The host institution provides an environment supporting the career development of a research fellow seeking a permanent academic position in the UK. Warwick’s SMLC is in an ideal position to do so, as it has strong expertise and experience in hosting and nurturing research fellows. The SMLC currently hosts around 10 postdoctoral research fellows, funded by bodies such as the Leverhulme Trust, AHRC, ERC, MHRA and Marie Curie schemes. It also includes a community of around 27 doctoral students.
How to Apply
SMLC will carry out an internal selection stage to identify the candidates that it wishes to put forward. We strongly advise potential candidates to make initial contact with the relevant contact in the School of Modern Languages and Cultures. Suitably qualified candidates should therefore send their initial expressions of interest to the relevant sectional Director of Research as soon as possible:
For the internal selection round run by the Faculty of Arts, prospective applicants will need to submit a finalised Expression of Interest containing the following information to Jeremy Ahearne (see email above) by 12 noon on Thursday 10 December 2020:
- A short description of their project (maximum 2 A4 pages)
- A copy of their CV (maximum 2 A4 pages)
- The name of an academic in their proposed host Department whose research is relevant to their project and who would be willing to endorse their application. Although the Leverhulme Trust do not insist upon a formal mentoring arrangement, this is a requirement for the University of Warwick. Candidates should contact this member of staff at the earliest opportunity, and in advance of submitting the Expression of Interest.
- The names of three referees. Please note that referees will not be asked to provide a statement at this stage.

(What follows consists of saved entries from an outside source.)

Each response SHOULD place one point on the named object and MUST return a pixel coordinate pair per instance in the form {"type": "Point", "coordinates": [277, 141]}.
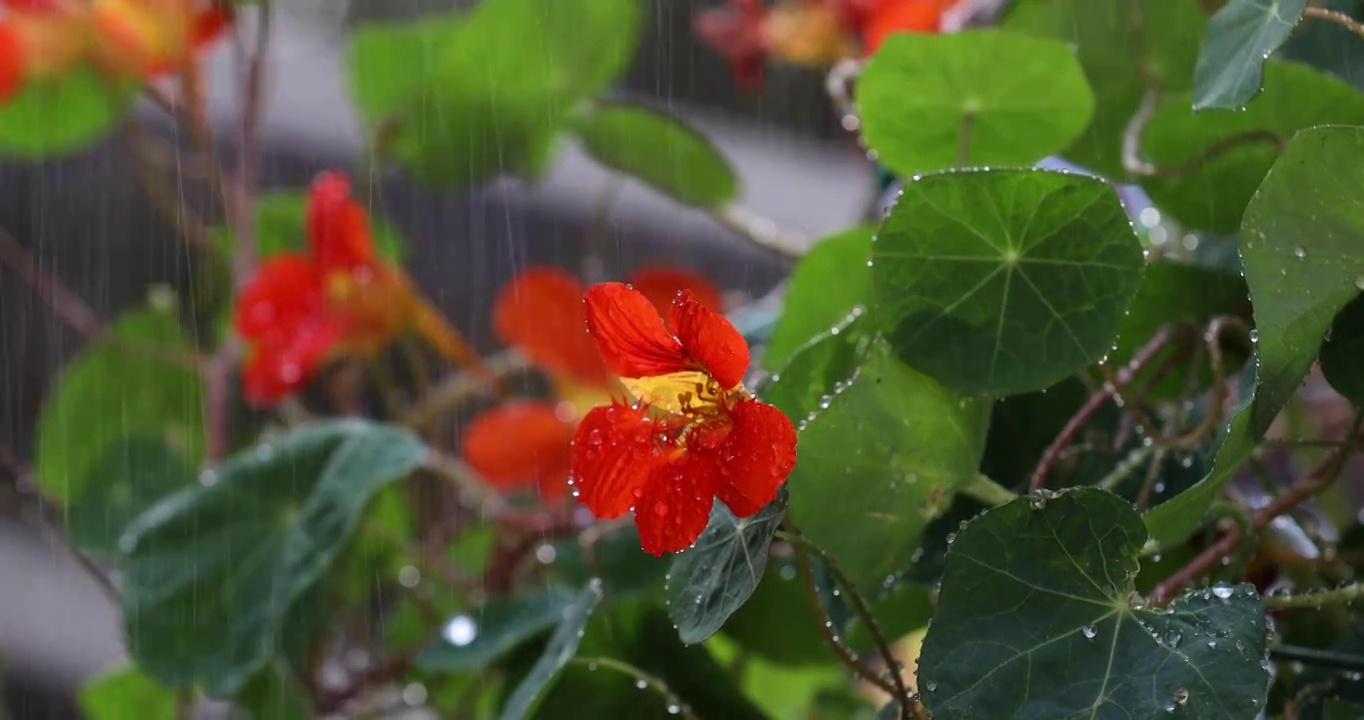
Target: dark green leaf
{"type": "Point", "coordinates": [124, 693]}
{"type": "Point", "coordinates": [276, 694]}
{"type": "Point", "coordinates": [231, 555]}
{"type": "Point", "coordinates": [1300, 243]}
{"type": "Point", "coordinates": [1175, 520]}
{"type": "Point", "coordinates": [1239, 38]}
{"type": "Point", "coordinates": [564, 645]}
{"type": "Point", "coordinates": [1213, 195]}
{"type": "Point", "coordinates": [712, 580]}
{"type": "Point", "coordinates": [536, 59]}
{"type": "Point", "coordinates": [1175, 293]}
{"type": "Point", "coordinates": [829, 281]}
{"type": "Point", "coordinates": [130, 477]}
{"type": "Point", "coordinates": [1038, 619]}
{"type": "Point", "coordinates": [1004, 281]}
{"type": "Point", "coordinates": [1342, 352]}
{"type": "Point", "coordinates": [817, 367]}
{"type": "Point", "coordinates": [1113, 42]}
{"type": "Point", "coordinates": [108, 393]}
{"type": "Point", "coordinates": [660, 152]}
{"type": "Point", "coordinates": [880, 461]}
{"type": "Point", "coordinates": [981, 97]}
{"type": "Point", "coordinates": [63, 115]}
{"type": "Point", "coordinates": [476, 640]}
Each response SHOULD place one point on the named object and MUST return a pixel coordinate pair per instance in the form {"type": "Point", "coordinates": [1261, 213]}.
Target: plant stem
{"type": "Point", "coordinates": [641, 677]}
{"type": "Point", "coordinates": [895, 687]}
{"type": "Point", "coordinates": [1336, 17]}
{"type": "Point", "coordinates": [1312, 483]}
{"type": "Point", "coordinates": [1346, 595]}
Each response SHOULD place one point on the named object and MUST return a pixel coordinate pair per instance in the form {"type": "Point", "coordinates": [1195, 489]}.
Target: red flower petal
{"type": "Point", "coordinates": [675, 505]}
{"type": "Point", "coordinates": [11, 62]}
{"type": "Point", "coordinates": [711, 340]}
{"type": "Point", "coordinates": [614, 452]}
{"type": "Point", "coordinates": [284, 293]}
{"type": "Point", "coordinates": [338, 228]}
{"type": "Point", "coordinates": [630, 333]}
{"type": "Point", "coordinates": [542, 312]}
{"type": "Point", "coordinates": [662, 287]}
{"type": "Point", "coordinates": [754, 458]}
{"type": "Point", "coordinates": [902, 17]}
{"type": "Point", "coordinates": [521, 443]}
{"type": "Point", "coordinates": [278, 370]}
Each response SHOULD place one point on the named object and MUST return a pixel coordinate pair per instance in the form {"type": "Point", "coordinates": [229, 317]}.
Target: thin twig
{"type": "Point", "coordinates": [1336, 17]}
{"type": "Point", "coordinates": [641, 679]}
{"type": "Point", "coordinates": [1316, 480]}
{"type": "Point", "coordinates": [895, 687]}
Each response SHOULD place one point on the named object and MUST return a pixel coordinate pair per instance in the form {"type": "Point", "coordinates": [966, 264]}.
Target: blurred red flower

Candidates should consult the guidance on the Leverhulme Trust’s website prior to submitting an Expression of Interest.In particular, they should note that applicants must:
- hold a doctoral degree or equivalent research experience by the time they take up the Fellowship. If currently registered for a doctorate, they must have submitted their thesis by 4pm on 25 February 2021;
- have not yet have held a permanent academic appointment whose duties include research;
- not have existing funding in place for a duration equivalent to or greater than the duration of the Early Career Fellowship;
- be within four years of the award of their doctorate. Those who submitted their thesis for viva voce examination before 25 February 2017 are not eligible to apply, unless they have since had a career break;
- either hold a degree from a UK higher education institution at the time of taking up the Fellowship or at the time of the application deadline hold a non-permanent academic position in the UK (e.g. fixed-term lectureship, fellowship) which commenced no less than 4 months prior to 25 February 2021.
The University will support successful candidates in the development of full applications, the deadline for which is 25 February 2021.
Please note that in our experience, early contact with the School is key to developing a competitive application.